That would be the 5E3 I built from a kit. Copy of a late 50's Tweed Deluxe, upgraded with a Mission Amps power transformer and one of Weber's takes of a low-wattage vintage Jensen 12. Roughly 18 watts, breaks up very early, makes everything I plug into it sound good, but works particularly well my my PRS McCarty. 

It would be my desert island amp, if I could find a desert island with stable AC power...


----------



## Mooh (Mar 7, 2007)

Only one amp? Tough call. Even though it's kinda big, my Traynor YCV50blue, or I'd trade it for something smaller.

Peace, Mooh.


----------



## High/Deaf (Aug 19, 2009)

Interesting question. 

Although my first thought was like an old Matchless or some other boutiquie amp, I'm afraid I'd get tired of the tone over time - especially if it was all I had to do! And that currently is the pattern - never happy........always looking. Looking wouldn't be an option.

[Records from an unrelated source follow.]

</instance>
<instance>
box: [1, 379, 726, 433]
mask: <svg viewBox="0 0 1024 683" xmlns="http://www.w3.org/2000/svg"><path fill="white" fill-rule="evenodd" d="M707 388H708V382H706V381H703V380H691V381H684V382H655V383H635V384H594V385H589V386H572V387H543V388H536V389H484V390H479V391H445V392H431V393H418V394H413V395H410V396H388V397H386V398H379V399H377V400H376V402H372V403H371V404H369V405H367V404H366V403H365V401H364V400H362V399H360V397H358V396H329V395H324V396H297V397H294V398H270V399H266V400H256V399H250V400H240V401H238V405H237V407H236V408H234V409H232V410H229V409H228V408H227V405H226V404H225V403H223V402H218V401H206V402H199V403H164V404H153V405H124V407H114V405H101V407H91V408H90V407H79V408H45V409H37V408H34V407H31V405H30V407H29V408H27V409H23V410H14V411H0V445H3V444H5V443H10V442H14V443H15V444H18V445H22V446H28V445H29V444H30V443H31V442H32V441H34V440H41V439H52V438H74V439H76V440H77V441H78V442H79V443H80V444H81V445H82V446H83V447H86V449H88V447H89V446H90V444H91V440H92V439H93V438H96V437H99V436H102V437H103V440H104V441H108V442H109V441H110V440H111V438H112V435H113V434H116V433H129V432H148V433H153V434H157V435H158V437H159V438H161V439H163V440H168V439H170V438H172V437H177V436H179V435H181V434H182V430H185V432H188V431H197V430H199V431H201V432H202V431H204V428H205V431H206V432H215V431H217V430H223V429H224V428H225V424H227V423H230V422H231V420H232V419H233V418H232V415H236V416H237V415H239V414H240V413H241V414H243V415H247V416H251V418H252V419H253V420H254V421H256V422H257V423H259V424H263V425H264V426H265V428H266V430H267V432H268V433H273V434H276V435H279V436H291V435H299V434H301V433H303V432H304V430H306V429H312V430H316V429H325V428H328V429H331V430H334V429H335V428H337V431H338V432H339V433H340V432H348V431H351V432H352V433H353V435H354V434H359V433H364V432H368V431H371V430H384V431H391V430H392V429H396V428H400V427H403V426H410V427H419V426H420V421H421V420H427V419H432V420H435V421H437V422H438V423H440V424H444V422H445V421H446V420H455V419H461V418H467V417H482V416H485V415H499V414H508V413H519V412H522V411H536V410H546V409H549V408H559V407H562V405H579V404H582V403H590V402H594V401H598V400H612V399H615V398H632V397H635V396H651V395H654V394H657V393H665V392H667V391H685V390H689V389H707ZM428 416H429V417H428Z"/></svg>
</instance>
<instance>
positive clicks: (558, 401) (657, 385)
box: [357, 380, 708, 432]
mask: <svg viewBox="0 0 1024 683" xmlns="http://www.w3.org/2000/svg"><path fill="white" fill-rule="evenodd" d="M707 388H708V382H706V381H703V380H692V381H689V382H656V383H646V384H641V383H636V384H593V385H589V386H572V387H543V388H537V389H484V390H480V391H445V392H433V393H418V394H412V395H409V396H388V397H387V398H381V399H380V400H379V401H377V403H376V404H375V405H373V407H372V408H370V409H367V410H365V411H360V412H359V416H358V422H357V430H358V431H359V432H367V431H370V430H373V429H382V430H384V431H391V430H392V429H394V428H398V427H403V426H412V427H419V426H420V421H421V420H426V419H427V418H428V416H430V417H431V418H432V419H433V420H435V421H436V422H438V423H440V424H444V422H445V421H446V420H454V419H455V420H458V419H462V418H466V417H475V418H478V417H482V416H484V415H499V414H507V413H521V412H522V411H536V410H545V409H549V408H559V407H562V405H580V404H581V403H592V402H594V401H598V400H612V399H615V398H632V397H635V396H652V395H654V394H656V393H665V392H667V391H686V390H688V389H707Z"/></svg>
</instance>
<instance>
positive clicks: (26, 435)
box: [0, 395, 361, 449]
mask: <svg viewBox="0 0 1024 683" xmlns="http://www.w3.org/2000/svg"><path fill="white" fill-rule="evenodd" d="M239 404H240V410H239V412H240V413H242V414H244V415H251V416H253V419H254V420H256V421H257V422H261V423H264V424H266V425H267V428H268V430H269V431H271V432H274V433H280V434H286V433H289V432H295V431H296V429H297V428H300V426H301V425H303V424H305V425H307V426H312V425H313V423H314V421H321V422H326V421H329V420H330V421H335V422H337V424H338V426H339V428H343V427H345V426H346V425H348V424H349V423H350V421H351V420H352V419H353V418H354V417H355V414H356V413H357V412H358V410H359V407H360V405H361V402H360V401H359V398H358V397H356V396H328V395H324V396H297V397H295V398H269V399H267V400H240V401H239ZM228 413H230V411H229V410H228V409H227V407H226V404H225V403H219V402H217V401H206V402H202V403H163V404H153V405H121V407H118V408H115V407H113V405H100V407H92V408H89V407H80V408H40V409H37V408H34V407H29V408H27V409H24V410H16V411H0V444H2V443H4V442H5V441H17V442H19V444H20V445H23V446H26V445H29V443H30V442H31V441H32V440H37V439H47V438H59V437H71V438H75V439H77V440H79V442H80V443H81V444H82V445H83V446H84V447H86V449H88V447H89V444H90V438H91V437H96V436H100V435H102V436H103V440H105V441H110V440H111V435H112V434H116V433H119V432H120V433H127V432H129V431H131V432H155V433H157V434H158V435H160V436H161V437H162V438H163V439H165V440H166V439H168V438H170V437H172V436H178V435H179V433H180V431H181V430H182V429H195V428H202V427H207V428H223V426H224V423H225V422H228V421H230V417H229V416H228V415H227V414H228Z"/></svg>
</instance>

For that reason, I would probably go with a Road King and a couple 412's. It would take 6 months just to to get it figured out - and then years of tweaking everything from Fendery cleans to Dual-Rec high gain. And lots in between. For the same sort of reason, maybe an Axe-FX.

The pair of 412's because it is a deserted island, right? I would play pretty loud and probably not be able to hear ships or airplanes - I'd just be hoping they can hear me!


----------



## bluesmostly (Feb 10, 2006)

I have the Fractal Audio Axe FX, that is it, but it has about 70 amp models in it, so it is an easy choice, but maybe that is cheating too. I _did _sell all of my other amps!


----------